In order to better formulate the data forwarding process through a lifetime-based metric, we define the network epoch. A network epoch j is characterised by the time J (\(\tau \) divides J) elapsed between two consecutive, significant changes in the main network operational parameters. A characteristic example of such change is a sharp increase of \(\epsilon _{uv}\) between two consecutive time cycles, due to sudden, increased interference on node u, which in turn leads to increased retransmissions on edge (uv) and thus higher energy consumption. In other words, \(\frac{\epsilon _{uv}(\tau ) - \epsilon _{uv}(\tau -1)}{\epsilon _{uv}(\tau )} > \gamma \), where \(\gamma \) is a predefined threshold. During a network epoch, (all or some of) the nodes initially take part in a configuration phase (central or distributed), during which they acquire the plan for the data distribution process by spending an amount of \(e_u^{\text {cfg}}\) energy for communication. Then, they run the data distribution process. A network epoch is thus comprised of two phases: Configuration phase. During this initial phase, the nodes acquire the set of neighbours from/to which they must receive/forward data pieces in the next epoch. Data forwarding phase. During this phase the data pieces are circulated in the network according to the underlying network directives.

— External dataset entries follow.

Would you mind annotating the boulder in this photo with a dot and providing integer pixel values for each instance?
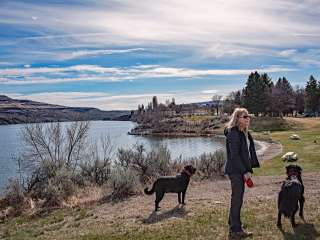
(295, 137)
(290, 157)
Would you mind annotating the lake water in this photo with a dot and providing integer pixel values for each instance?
(11, 144)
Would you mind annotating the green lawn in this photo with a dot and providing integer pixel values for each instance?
(206, 223)
(259, 217)
(307, 149)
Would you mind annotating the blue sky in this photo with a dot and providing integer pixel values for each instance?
(118, 54)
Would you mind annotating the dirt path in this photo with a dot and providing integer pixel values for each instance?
(267, 150)
(200, 194)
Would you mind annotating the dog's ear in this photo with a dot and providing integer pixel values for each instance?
(288, 168)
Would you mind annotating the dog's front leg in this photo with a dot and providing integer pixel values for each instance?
(179, 197)
(293, 222)
(301, 203)
(183, 197)
(279, 220)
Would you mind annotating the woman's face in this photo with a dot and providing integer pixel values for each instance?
(244, 120)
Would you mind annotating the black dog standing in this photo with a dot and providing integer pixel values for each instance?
(291, 195)
(171, 184)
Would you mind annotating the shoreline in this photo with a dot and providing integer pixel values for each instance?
(267, 150)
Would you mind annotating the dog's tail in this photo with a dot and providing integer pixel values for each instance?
(146, 191)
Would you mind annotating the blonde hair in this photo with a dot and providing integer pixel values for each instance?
(234, 122)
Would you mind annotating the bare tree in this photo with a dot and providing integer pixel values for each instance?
(216, 99)
(49, 142)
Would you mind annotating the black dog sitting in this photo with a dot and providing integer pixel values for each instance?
(172, 184)
(291, 194)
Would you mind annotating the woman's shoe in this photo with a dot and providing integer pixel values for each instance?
(240, 234)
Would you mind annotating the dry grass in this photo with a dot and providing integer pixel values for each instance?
(204, 216)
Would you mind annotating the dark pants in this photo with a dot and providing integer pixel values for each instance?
(237, 188)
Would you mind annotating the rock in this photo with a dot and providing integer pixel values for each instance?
(295, 137)
(290, 157)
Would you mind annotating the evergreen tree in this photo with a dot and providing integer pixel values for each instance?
(282, 97)
(154, 102)
(299, 100)
(257, 93)
(312, 95)
(237, 98)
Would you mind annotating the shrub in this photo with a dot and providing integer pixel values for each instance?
(97, 172)
(15, 197)
(123, 183)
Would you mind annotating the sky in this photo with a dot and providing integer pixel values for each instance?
(118, 54)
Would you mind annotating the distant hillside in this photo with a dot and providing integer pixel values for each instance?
(13, 111)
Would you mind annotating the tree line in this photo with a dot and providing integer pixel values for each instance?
(262, 97)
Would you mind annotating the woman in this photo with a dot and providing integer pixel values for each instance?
(241, 158)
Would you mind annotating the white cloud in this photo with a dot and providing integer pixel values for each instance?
(223, 28)
(105, 101)
(51, 75)
(86, 53)
(307, 58)
(210, 91)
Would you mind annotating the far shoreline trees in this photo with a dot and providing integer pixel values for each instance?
(262, 97)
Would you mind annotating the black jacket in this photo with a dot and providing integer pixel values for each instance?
(238, 160)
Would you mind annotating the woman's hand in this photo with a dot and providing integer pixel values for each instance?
(247, 176)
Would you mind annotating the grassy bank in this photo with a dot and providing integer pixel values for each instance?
(308, 148)
(209, 223)
(204, 216)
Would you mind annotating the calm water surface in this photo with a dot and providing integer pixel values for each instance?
(11, 144)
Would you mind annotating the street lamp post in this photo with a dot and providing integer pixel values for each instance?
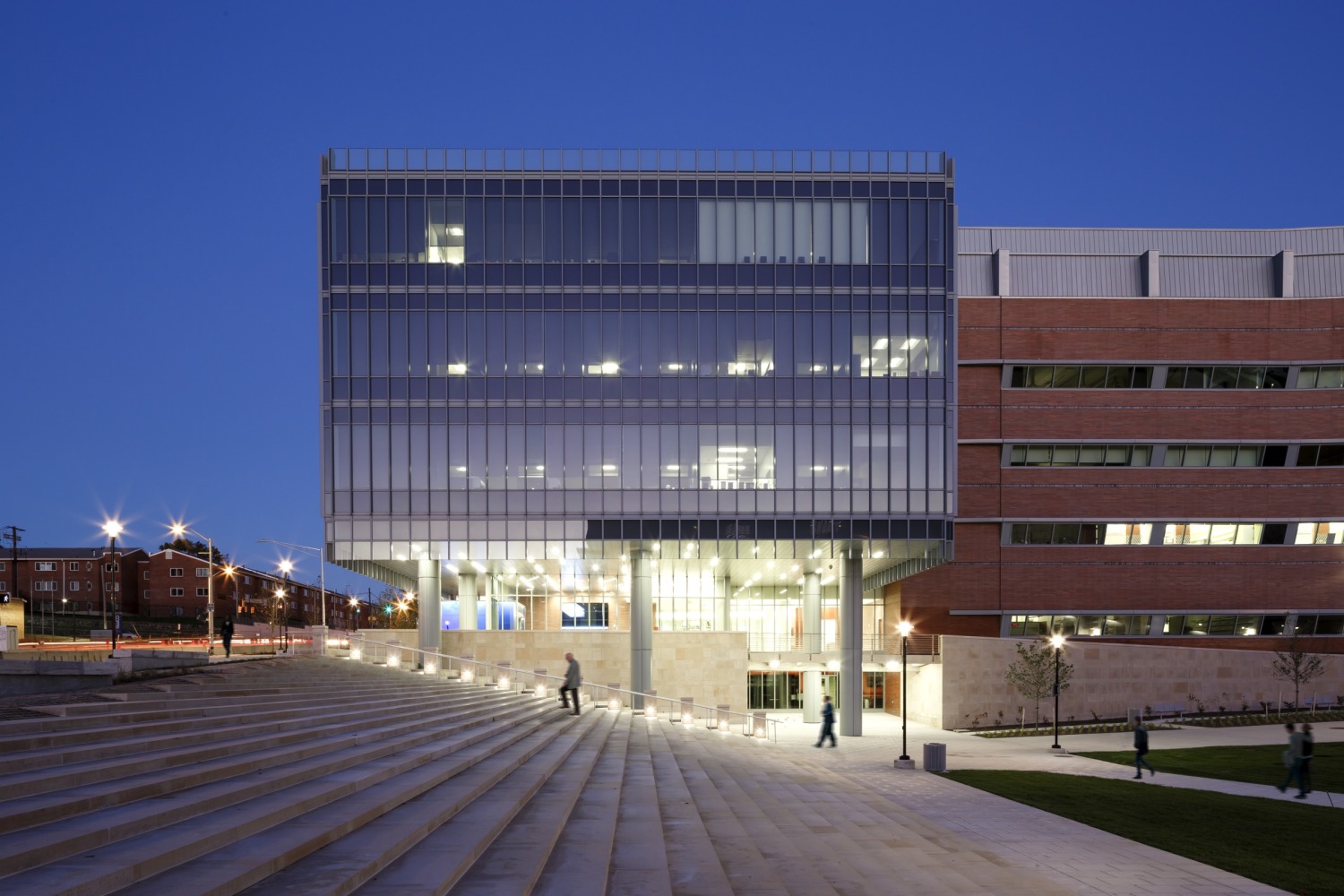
(180, 530)
(285, 565)
(113, 530)
(905, 629)
(322, 571)
(1058, 642)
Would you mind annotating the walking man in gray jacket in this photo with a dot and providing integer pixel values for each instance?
(572, 684)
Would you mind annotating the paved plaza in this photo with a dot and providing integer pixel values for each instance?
(314, 775)
(1085, 860)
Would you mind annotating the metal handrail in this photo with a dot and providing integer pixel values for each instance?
(917, 643)
(754, 724)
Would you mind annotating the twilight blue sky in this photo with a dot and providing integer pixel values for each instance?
(158, 304)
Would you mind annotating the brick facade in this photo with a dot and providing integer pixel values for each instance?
(991, 578)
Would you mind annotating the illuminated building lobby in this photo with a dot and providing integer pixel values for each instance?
(644, 392)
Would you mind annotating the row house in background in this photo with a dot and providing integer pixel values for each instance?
(174, 583)
(163, 584)
(72, 579)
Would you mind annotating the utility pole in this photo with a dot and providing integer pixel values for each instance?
(13, 535)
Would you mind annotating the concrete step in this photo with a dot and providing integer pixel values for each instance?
(518, 853)
(136, 833)
(105, 743)
(582, 853)
(215, 702)
(452, 823)
(639, 861)
(691, 856)
(82, 788)
(753, 850)
(381, 823)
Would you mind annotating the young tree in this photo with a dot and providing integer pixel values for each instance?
(1032, 673)
(194, 548)
(1298, 667)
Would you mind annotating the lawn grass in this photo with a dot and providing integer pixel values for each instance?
(1284, 844)
(1252, 764)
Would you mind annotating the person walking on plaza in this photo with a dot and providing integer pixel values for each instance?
(1142, 750)
(572, 684)
(1293, 761)
(828, 720)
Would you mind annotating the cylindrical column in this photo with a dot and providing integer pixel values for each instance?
(467, 600)
(812, 614)
(491, 587)
(722, 594)
(812, 696)
(430, 590)
(851, 645)
(642, 625)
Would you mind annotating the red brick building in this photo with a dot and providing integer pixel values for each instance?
(73, 579)
(161, 584)
(174, 583)
(1150, 440)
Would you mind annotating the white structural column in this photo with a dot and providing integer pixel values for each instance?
(467, 600)
(812, 613)
(642, 625)
(491, 586)
(851, 643)
(812, 696)
(430, 589)
(722, 594)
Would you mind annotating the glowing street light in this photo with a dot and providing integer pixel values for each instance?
(179, 532)
(905, 629)
(1056, 641)
(113, 528)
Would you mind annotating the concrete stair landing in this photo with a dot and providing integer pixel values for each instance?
(316, 775)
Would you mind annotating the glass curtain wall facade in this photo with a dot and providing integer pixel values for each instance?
(537, 362)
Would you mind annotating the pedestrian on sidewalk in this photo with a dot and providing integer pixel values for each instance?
(1142, 750)
(1293, 762)
(1308, 748)
(572, 684)
(828, 721)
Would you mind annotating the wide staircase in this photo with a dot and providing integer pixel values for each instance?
(314, 775)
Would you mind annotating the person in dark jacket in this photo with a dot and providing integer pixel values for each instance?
(1293, 761)
(1142, 750)
(828, 720)
(572, 684)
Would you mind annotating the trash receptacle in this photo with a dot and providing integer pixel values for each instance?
(935, 756)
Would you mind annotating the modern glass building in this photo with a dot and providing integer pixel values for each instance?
(642, 390)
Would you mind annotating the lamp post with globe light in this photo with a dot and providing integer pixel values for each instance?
(1056, 641)
(285, 567)
(905, 629)
(180, 530)
(113, 528)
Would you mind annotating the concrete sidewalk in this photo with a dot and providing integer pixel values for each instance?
(1086, 860)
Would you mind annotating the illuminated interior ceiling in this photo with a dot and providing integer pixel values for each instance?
(609, 560)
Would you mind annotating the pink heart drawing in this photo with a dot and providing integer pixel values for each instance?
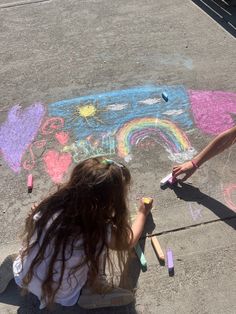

Network epochs are just an abstraction that is useful for the design and presentation of the algorithmic functions, but does not need global synchronisation. As it will be clear later on, each node locally identifies the condition for which an epoch is finished from its perspective, and acts accordingly. Different nodes “see” in general different epochs. Although some events which affect the epoch duration cannot be predicted and thus controlled, we are interested in the events which could be affected by the data distribution process and which could potentially influence the maximum epoch duration. We observe that an epoch cannot last longer than the time that the next node in the network dies. Consequently, if we manage to maximise the time until a node dies due to energy consumption, we also make a step forward for the maximisation of the epoch duration.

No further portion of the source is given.